Monday, January 27, 2014
Monday, January 13, 2014
News Corp executives ordered daily sweeps for bugs at its London offices over fears rivals were eavesdropping on its BSkyB takeover plans, the hacking trial heard today.
Head of security Mark Hanna, a Gulf war Veteran, was in charge of hunting for covert listening devices in the executive offices and suites.
The routine searches of the News International headquarters were increased to daily sweeps when Rupert Murdoch's News Corp was plotting its BSkyB takeover, the court heard.
"Offices were swept on various occasions to ensure no listening devices were in the executive offices or suites, which was perfectly normal and routine", said William Clegg QC, defending Hanna.

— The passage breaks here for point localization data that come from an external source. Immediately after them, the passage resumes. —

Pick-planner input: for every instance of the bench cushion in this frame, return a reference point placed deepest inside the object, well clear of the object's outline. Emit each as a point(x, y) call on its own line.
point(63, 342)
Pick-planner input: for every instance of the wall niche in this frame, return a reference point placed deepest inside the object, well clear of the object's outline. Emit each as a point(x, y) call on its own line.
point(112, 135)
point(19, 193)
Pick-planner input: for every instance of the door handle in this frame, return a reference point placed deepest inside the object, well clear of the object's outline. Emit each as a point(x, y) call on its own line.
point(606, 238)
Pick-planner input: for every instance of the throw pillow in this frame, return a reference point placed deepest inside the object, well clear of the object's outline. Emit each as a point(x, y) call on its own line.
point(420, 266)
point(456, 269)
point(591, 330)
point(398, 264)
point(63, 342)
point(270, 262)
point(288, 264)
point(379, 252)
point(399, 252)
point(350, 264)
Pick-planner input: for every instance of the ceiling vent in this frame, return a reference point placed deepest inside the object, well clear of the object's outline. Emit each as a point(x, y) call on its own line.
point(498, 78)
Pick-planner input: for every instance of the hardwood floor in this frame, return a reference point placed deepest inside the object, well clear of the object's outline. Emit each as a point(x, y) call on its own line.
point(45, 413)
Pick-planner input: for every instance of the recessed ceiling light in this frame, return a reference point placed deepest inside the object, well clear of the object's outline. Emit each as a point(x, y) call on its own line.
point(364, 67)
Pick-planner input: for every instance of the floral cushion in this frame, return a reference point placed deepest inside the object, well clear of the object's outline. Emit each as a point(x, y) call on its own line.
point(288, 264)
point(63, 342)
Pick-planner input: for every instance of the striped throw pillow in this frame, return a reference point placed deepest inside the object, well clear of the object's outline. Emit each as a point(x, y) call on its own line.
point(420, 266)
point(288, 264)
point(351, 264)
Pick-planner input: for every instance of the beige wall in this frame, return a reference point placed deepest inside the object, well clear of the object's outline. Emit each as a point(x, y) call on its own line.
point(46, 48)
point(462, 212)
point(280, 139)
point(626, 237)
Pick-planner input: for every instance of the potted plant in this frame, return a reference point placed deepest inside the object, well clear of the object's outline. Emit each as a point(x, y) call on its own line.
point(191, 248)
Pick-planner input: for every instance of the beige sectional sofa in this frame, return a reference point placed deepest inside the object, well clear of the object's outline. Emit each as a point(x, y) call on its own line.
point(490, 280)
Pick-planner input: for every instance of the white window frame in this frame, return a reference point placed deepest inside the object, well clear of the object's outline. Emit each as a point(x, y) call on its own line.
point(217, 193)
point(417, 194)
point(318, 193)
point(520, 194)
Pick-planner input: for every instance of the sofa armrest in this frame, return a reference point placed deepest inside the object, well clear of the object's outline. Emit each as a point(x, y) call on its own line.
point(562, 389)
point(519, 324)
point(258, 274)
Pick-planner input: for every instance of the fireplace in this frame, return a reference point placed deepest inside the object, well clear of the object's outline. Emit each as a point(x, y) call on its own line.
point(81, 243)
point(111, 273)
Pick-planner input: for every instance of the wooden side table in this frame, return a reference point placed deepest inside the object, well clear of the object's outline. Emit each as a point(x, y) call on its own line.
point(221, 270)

Mrs Viner replied: "It was normal and routine, as in other news organisations I have worked in."
Mr Clegg explained: "There were a number of reasons for that; one obviously was newspapers are very competitive with each other, and some journalists may be anxious to try to steal a scoop from a rival.
"One of the reasons for the sweeps was to avoid that possibility.
"In 2011, News Corp was trying to increase its shareholding in BSkyB, I think with the objective of becoming the majority shareholder.
"It was a sensitive topic at News Corp, and another reason why you would want to be sure discussions about such a matter were not broadcast to people who were potential competitors."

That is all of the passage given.